In its own statement on Thursday, SAPN said it supported a rule change that would give customers the right to export energy to the grid from rooftop solar and other DER, that would encourage networks to invest efficiently to support continued solar uptake, and that would fairly distribute the costs for this uptake between customers and in a way that was revenue neutral for DNSPs.
“We believe the rules need to be relevant to a 21st Century system that increasingly is about DER,” said Vincent. “After more than 10 years of customer investment in DER, particularly rooftop solar, the rules need to catch up and facilitate future investment in solar and emerging technology such as batteries and electric vehicles.”
Vincent said the issue needed addressing as a matter of urgency, with many electricity networks reaching their capacity to support distributed solar and new investments required to support additional DER uptake.
This is particularly the case in South Australia, which has already surpassed 50 per cent renewables on its grid and is headed for a net-100% renewables energy supply by 2030 – and probably earlier.

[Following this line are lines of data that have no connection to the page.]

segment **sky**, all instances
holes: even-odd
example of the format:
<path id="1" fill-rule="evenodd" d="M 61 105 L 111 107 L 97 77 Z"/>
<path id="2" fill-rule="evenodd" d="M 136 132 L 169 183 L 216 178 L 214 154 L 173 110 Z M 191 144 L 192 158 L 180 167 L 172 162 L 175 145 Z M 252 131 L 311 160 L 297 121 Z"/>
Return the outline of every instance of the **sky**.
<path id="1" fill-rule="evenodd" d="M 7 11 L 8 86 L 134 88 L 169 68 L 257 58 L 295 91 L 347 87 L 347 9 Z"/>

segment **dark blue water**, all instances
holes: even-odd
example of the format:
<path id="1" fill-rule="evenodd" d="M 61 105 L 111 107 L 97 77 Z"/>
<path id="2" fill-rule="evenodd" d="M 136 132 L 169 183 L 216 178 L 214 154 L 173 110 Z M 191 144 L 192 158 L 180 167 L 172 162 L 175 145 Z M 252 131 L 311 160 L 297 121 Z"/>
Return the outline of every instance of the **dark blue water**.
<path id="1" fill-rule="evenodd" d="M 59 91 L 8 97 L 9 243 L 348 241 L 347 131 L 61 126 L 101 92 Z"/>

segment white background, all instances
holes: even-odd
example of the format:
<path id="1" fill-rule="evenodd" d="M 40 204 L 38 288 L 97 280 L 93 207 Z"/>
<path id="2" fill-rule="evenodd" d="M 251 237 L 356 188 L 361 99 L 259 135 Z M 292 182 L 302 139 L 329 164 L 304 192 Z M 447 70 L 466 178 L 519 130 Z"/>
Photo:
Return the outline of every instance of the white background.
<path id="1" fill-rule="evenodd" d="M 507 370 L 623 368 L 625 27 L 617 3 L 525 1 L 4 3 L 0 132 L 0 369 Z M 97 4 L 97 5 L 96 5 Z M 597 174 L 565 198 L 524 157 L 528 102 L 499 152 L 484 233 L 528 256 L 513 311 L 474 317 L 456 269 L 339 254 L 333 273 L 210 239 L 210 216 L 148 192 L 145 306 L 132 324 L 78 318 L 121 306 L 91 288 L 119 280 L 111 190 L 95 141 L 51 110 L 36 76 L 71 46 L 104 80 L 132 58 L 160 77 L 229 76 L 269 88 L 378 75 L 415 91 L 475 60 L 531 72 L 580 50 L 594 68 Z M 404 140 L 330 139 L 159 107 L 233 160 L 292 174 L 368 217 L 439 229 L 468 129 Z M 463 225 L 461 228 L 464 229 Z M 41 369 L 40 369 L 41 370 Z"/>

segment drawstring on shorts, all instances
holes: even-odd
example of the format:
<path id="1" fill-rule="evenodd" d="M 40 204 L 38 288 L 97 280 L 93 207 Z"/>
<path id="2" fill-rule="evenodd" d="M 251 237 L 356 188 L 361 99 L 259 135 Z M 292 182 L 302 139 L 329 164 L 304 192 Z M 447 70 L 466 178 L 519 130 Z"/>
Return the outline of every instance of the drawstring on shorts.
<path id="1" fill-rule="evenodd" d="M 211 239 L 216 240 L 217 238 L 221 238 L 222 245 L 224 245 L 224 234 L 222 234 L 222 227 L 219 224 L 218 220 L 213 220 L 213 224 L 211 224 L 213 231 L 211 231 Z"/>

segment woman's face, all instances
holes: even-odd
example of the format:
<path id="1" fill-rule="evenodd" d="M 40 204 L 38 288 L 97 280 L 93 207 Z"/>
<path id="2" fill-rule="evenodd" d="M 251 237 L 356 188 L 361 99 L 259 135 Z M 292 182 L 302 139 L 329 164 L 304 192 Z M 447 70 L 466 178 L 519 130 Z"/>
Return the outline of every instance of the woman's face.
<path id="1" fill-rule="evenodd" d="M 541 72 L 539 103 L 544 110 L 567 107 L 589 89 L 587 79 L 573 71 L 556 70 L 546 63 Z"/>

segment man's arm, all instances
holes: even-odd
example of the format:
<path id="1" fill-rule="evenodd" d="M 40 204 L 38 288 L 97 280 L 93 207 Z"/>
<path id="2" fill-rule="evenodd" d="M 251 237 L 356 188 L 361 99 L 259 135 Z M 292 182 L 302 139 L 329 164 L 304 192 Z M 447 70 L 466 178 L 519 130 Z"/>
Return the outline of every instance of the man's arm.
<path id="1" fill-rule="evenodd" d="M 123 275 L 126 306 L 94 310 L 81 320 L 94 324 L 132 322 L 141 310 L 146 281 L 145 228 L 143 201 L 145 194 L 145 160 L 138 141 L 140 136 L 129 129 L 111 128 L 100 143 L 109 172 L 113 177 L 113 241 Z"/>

“We need clear rules that ensure we make appropriate investments in the network that support the choices being made by customers, including those investing in solar, batteries and electric vehicles in the future,” he said.
“Customers would be surprised to know that they don’t have a right to export energy from their systems under the current national electricity market rules.
“Equally, network businesses like us have no clear guidance on the extent to which we should invest to support solar PV and other DER. We also think it’s important for the rules to consider, and provide guidance, as to who should pay for any required investment.”
SAPN proposes introducing a “very modest increase” in network charges for new solar and other DER customers that could be offset by reductions in consumption charges and, potentially, rewards for exporting energy at certain times.
It says this would not change revenue for DNSPs like SAPN but would instead adjust how the networks recover Regulator approved revenue from customers through their annual tariffs.
“If the pricing aspect of the proposal is approved, we would expect to see a modest increase in network charges for exports by new solar and other DER customers, although this would be offset by reductions in consumption charges and potentially rewards …for example (for) discharging energy stored in batteries at times of peak demand,” Vincent said.
SAPN said it believed continued customer DER take-up could be supported efficiently with minimal changes to national electricity rules, “by simply giving ‘export services’ the same status in the rules as ‘consumption services.’”
On this basis, the DNSP says, networks would have an obligation to meet demand for export services, consistent with customers’ willingness to pay, in exactly the same way as they were obliged to meet demand for consumption.
“We are proactively thinking about how the rules can best facilitate networks to continue to provide services to customers in the most efficient way possible,” Vincent said.
“There is strong stakeholder support for the proposal, including from some in the solar sector and representatives of vulnerable customers. We also recognise some stakeholders are opposed to any change, but we think it is appropriate and time to weigh up the issues and make a decision that gives clarity for everyone.
“In submitting our proposal into the AEMC process, we seek to complement the work and overall objectives of these other rule change proponents by providing our perspectives and experiences as the distribution network at the forefront of Australia’s energy transition,” Vincent said.